I often see fakes pop up on eBay as well as on Instagram. You have to be very careful buying online and even the most knowledgeable of sellers have usually been fooled at one point or another. I’ve seen some shocking good fakes and a lot of obvious ones. Purchasing from reputable sellers is importantly as well as studying up on what you’re purchasing via archives like Defunkd.com and Tshirtslayer.com.
How do you determine price?
Price is determined via sold comps online and talking with other sellers, over time you gain knowledge to pretty quickly set a price within range of the market of a specific t-shirt.
How many band shirts do you personally own in your own closet?
I think I’m around 100-150 tees at the moment, which I feel is on the low end compared to a lot of other collectors I know. Or maybe that’s just my justification to hoard haha.

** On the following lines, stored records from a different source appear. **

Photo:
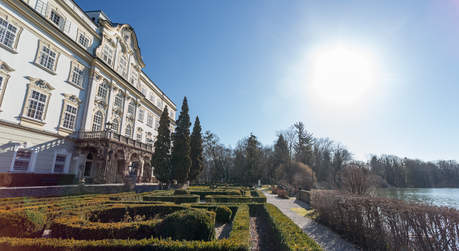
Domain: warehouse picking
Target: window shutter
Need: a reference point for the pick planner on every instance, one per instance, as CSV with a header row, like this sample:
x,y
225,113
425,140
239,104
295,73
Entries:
x,y
41,7
67,26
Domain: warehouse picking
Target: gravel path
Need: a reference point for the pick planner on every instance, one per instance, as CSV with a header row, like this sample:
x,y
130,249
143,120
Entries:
x,y
325,237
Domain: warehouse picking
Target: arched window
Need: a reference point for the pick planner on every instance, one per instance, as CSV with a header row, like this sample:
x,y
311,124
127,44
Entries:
x,y
131,108
119,100
115,125
103,90
128,131
97,121
139,134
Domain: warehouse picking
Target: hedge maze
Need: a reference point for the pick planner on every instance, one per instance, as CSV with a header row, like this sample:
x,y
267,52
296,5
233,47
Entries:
x,y
158,220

Do you collect other things?
Yes! I collect a lot of clothing that was sold at “rockstar” and punk boutiques at the time. Shops like Sex/Seditionaries, BOY, La Rocka/Johnsons, and Kitsch-22/Modzart. My favorite acquisition recently was a Granny Takes A Trip suit!
What is your most prized possession?
Really tough to pick but maybe either my Eddie Cochran shirt from Westwood / McLarens store Let It Rock or my Kitsch-22 Johnny Thunders shirt.
What is your holy grail?
A 70s The Real Kids shirt currently
Anyway here’s a picture of me hungover on the floor at LAX in the aforementioned Morrissey shirt with my BLACKBERRY after missing a flight, no idea when this was, maybe 2009? I miss BBM…
See you Friday (probably!) xx
Yasi, love everything about your work! The content, the passion, the effort, the history. Could listen to you for hours… and I do :).
eBay is so solid for random boots, found a bright orange Hanes 'Mats printed shirt from the 90s for $5 early in COVID times.
I've also learned to ask my dude friends who have *ahem* outgrown their og 90s tees and have gotten several this way.